The strategy that results from this appears to be a massive
onslaught on multiple levels against al Qaeda, against countries
that are intentionally or unintentionally enablers of al Qaeda
and, above all, against countries that might be in the process of
giving al Qaeda access to weapons of mass destruction. The key to
understanding this U.S. strategy is its limitlessness. Embedded
in the Bush Doctrine is the operational principle that there is
no measure too extreme given the threat that exists to the United

The Bush administration thinks that extreme and limitless
responses are what is needed to prevent the emergence of follow-
on organizations. Building an organization like al Qaeda has
taken years, a great deal of resources and above all physical
sanctuary. For al Qaeda, there were several bases of operation,
but Afghanistan was the most recent and best known.

A certain weakness has been identified in Washington's stance on
previous anti-U.S. groups. In the past, the United States and
others treated support for and hosting of such groups as one
strand in a bilateral relationship. It was certainly a black
mark, but it was also not a reason for decisive action.

So in spite of the fact that the Syrians supported and hosted
extremists groups, the United States did not regard this by
itself as a reason to launch military action. Quite the contrary,
Washington maintained a complex and varied relationship with
Syria in which it would fight to undermine these groups while
simultaneously working with the government on other matters. In
short, support for militant groups was not a threshold, but
simply another strand in the relationship.

Clearly, Bush intends to change that. Under the emerging Bush
Doctrine, if a nation supports or hosts a group that intends to
attack the United States, or if it deliberately fails to act
against such a group, then that nation is in a de facto state of
war with the United States. The act of supporting or hosting such
groups is a threshold that renders all other aspects of a
bilateral relationship of no consequence. At a time and place of
its choosing, the United States will act against both the group
and the state.

In order to prevent the emergence of follow-on al Qaedas, the
central feature must be to deny them sanctuary. Ideally, as some
have suggested, the United States could work to abolish the
poverty and misunderstanding that have given rise to al Qaeda.
Unfortunately, even if this were possible, there is no time.

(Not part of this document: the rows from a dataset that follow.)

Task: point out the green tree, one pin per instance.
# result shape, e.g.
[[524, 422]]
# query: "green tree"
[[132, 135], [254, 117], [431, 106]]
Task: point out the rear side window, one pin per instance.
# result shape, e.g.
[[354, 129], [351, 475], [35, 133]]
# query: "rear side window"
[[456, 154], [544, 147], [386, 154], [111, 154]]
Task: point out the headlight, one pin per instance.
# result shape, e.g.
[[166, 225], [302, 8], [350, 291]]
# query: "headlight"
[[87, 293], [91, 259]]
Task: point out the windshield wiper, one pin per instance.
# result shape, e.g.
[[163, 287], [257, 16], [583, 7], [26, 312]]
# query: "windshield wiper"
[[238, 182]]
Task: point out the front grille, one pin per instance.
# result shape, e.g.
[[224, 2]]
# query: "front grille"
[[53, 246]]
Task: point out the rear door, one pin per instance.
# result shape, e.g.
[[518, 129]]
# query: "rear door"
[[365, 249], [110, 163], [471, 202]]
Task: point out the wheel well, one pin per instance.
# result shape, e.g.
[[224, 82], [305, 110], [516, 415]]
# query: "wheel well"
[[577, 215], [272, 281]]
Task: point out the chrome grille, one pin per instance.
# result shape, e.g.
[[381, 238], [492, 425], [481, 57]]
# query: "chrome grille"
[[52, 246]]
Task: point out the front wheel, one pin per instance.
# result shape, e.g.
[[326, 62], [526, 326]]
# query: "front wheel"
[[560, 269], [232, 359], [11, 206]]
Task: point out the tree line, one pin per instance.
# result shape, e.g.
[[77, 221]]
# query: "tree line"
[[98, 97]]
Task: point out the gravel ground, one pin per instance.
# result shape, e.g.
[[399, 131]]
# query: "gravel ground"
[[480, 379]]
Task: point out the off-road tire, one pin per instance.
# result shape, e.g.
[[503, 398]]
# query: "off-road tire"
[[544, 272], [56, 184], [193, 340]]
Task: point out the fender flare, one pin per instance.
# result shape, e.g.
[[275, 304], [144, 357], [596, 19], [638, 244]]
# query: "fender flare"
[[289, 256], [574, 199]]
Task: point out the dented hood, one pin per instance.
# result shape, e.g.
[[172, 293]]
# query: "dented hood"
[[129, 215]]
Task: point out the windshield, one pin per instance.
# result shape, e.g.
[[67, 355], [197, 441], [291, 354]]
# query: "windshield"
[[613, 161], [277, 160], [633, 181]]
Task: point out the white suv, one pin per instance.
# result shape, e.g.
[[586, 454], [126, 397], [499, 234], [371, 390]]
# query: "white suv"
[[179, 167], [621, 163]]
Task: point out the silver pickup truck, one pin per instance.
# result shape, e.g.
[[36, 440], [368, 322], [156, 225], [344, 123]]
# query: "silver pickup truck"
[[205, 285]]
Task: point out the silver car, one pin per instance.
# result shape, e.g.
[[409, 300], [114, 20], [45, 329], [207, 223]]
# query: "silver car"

The threat, in the eyes of the Bush administration, is a matter
of months and the abolition of poverty is a matter of
generations. Therefore, if the carrot is impossible, then the
stick will be used.

It is not clear that the Bush Doctrine will ever be formalized.
But it is increasingly apparent that the United States is moving
to adopt this strategy. It is a complete reshaping of U.S. global
strategy based on the assumption that the interests of the United
States have been fundamentally redefined by al Qaeda. An
extraordinary threat has been posed. An extraordinary solution
will be implemented.

In one sense, this seems to play into al Qaeda's hands. The
group's strategy was to force the United States into a war with
the Islamic world, so that its vision of Washington as the
"crusader" enemy of Islam would be validated.

The Bush strategy accepts such a risk for two reasons. First,
there is no choice. If the United States refuses to attack al
Qaeda everywhere out of fear of perceptions, then al Qaeda will
be a perpetual menace. Second, al Qaeda envisioned a series of
broad attacks that were neither devastating nor decisive. The
United States is indeed launching a broad attack, but intends to
make it so stunningly decisive that it will impose a reality that
will render perception immaterial.

The Bush strategy also plays to the core strengths of the United
States. The United States is a global power and this is a global
strategy. It is heavily dependent on military power and not
particularly dependent on complex diplomatic solutions.

The last aspect is critical because, in this mode of thinking,
time is of the essence. Al Qaeda is already deployed and other
attacks will happen. If it does not yet have WMD, it is certainly
trying to get them. Therefore, every day's delay increases the
possibility of catastrophe. It follows then, that there is not an
infinite amount of time available for action.